Ruggedly designed, operating on the “blowback” principle, it was short enough to dangle conveniently from a skier’s shoulders and could be brought into action from that position in a split second. It also had a single-shot option for aimed fire, although it was not terribly accurate beyond 100 yards in that mode. Up close, however, it was lethal. The Russians feared and hated Suomi gunners, and with good reason—one Finnish soldier would be decorated for scoring over 200 confirmed kills with his Suomi during the motti battles in the central forests. The preferred method of ammo feed was a seventy-round drum; the caliber was 9 mm. Twenty- and fifty-round box magazines were also available for this weapon, but they do not seem to have been used as much in the Winter War as they would be during the later “Continuation War,” when a much higher percentage of Finnish soldiers were armed with rapid-fire weapons than was the case in 1939.
Because the Suomi burned ammo at a furious rate, only a few hundred of them were issued per division at the start of the war. Under combat conditions, of course, many men managed to “acquire” Suomis to replace their bolt-action rifles. In the beginning, though, only the coolest and most intelligent troopers were issued the gun; to be designated a Suomi gunner was an honor almost the equivalent of another stripe.
Interestingly, the Russians had a chance to look at the Suomi before the war and turned it down. As Marshal of Artillery Voronov tells it:
Way back in the beginning of the 1930s, we had acquired a model of the “Suomi” submachine gun. It was even tested by a commission of specialists on infantry weapons. The commission decided that it was a “police” weapon, unsuitable for military combat operations. The design and production of such submachine guns was considered superfluous. Acting on his own initiative, the Soviet designer V. G. Federov designed during those years a low-powered submachine gun which used Nagant revolver bullets. After being tested, this submachine gun was also rejected. Now, having encountered the widespread use of submachine guns in the Finnish Army, we bitterly regretted these miscalculations. [5] Bialer, 132.
Official Red Army doctrine in 1939, Voronov goes on to say, still emphasized massed volleys of rifle fire. It was feared that if the poorly educated recruits got hold of automatic weapons, they would waste too much ammo.

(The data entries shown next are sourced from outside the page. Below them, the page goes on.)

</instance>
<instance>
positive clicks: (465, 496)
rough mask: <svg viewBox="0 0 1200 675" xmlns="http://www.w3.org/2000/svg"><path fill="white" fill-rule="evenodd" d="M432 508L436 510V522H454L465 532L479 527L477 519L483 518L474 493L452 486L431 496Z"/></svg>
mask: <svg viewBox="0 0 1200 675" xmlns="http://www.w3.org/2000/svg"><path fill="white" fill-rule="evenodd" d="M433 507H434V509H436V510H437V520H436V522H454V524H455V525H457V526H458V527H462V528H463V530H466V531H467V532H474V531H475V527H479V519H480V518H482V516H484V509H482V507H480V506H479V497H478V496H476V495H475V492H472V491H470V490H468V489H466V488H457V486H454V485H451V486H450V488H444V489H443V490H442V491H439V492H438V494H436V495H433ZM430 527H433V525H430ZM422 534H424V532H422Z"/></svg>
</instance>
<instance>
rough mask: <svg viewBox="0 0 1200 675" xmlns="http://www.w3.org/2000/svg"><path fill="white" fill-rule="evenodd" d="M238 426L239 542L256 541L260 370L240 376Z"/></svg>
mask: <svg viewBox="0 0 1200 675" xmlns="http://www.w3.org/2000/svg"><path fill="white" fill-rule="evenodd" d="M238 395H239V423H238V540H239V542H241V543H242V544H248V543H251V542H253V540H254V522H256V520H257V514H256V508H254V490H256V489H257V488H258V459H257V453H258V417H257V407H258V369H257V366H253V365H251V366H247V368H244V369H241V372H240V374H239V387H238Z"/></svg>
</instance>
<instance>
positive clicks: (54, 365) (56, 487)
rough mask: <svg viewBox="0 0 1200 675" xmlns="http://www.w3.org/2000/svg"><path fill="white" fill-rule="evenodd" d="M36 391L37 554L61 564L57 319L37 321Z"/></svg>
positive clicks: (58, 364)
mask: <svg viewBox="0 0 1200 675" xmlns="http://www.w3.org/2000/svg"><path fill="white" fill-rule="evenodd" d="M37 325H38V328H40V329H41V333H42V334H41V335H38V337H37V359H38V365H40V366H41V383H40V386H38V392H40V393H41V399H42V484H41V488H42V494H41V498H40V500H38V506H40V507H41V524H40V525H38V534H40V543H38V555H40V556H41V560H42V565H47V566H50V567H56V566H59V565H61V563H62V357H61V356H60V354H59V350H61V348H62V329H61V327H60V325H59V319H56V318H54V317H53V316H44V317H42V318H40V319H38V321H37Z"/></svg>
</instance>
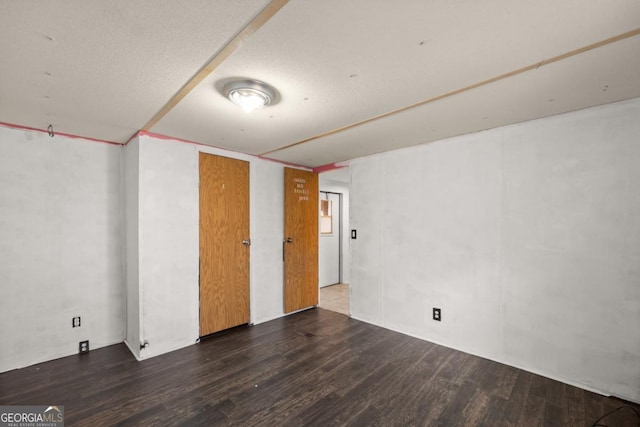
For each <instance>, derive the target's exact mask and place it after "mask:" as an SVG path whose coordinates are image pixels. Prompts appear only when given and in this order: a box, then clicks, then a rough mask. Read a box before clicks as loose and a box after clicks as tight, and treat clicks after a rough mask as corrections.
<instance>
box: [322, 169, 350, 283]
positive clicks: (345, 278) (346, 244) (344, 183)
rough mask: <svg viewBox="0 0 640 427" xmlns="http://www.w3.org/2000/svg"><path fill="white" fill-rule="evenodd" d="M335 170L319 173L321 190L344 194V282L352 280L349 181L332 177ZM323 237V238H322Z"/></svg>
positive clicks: (343, 263)
mask: <svg viewBox="0 0 640 427" xmlns="http://www.w3.org/2000/svg"><path fill="white" fill-rule="evenodd" d="M332 172H333V171H329V172H323V173H321V174H320V175H319V188H320V191H330V192H333V193H340V194H342V230H341V231H342V282H343V283H349V282H350V280H351V255H350V249H349V247H350V246H349V245H350V241H351V240H350V236H351V234H350V229H349V204H350V200H349V183H347V182H342V181H337V180H334V179H331V177H332V176H333V173H332ZM321 239H322V238H321Z"/></svg>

There was another weapon in the Finns’ arsenal, one that occasioned any number of colorful newspaper yarns, and that was the puukko knife, a Lapp blade about the size and heft of a Bowie knife. Most of the tales about single-handed Finns dispatching whole squads of Russians with their puukkos were obviously concocted by correspondents in the bars of the Helsinki hotels. The weapon did find employment from time to time in desperate situations, but the Finnish soldier no more went looking for hand-to-hand combat than did the average soldier in any army.